Старуха отрицательно качнула головой.
– Ему была хороша Лека. Была у нас такая молодая. Красивая, ему под стать... Всем ясно было, что он ее в свой дом введет, как в пору союзов вступит... Но не успел.
– Почему?
– На следующий круговорот после его Большого путешествия на нас напали низкие. Они забрали Леку и еще нескольких молодых с собой в Дальние холмы. Больше мы о них не слыхали. Он хотел было идти за ней, спасать, вертать... Но те же низкие убили его родителя.

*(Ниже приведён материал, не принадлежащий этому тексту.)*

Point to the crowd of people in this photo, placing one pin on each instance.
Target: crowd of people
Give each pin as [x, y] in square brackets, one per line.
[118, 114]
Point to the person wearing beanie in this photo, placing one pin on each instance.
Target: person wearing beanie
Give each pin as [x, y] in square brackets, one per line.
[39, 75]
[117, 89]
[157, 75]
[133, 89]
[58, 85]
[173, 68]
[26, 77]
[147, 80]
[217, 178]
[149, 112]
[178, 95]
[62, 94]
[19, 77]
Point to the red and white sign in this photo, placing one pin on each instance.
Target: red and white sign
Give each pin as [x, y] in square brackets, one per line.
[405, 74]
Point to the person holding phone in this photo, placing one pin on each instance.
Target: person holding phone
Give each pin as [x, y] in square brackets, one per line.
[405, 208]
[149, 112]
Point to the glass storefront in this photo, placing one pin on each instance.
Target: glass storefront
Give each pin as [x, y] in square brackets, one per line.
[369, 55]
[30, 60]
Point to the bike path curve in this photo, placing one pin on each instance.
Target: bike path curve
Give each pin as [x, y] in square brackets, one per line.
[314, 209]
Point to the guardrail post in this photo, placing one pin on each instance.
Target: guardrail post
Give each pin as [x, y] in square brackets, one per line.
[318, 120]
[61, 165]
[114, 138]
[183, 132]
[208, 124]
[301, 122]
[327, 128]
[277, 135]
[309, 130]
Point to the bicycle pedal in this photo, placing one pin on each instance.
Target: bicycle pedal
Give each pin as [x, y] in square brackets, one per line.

– И он должен был занять его место, – тихо закончил Кныш.
– Роду нельзя без Взывающего. Знакомо, да?
Тот молча кивнул.
– И что потом?
– А что потом? Еще круговорот спустя пришла его пора союзов. У него, в отличие от тебя, не было под рукой расторопного сообразительного парнишки, который смог бы стать преемником. Ему нужна была супружница и сын.
– И он предложил моей родительнице войти к нему...
– Строго говоря, сначала он предложил это мне.
– Правда?!
– А что ж не правда? Я ж не всегда старухой была. До Анхэ, может, красотой и не дотягивала, но... Мужики заглядывались. Сам-то он – так нет. Но знал, что я как раз очень даже к нему неровно дышу. А ему после Леки все равно было – с кем. Ну и предложил, мол, я тебе хорош, а мне не хорош никто. Хочешь – входи.
– А почему не вошла?
– А ты бы хотел заменой быть? Вот и я не хотела. Он ведь в своих привязанностях таким же твердолобым был, как и во всем остальном. Мне ясно было, что Леку свою он не забудет, и хороша она ему быть не перестанет. Да и то, что не пошел, не спас, не вернул – это, мальчик, почище пылающей головни на сердце следы оставляет – ничем уже не вытравишь... Вот потому и отказалась. А Кара, твоя родительница, согласилась, и ее выбор тоже увидеть несложно...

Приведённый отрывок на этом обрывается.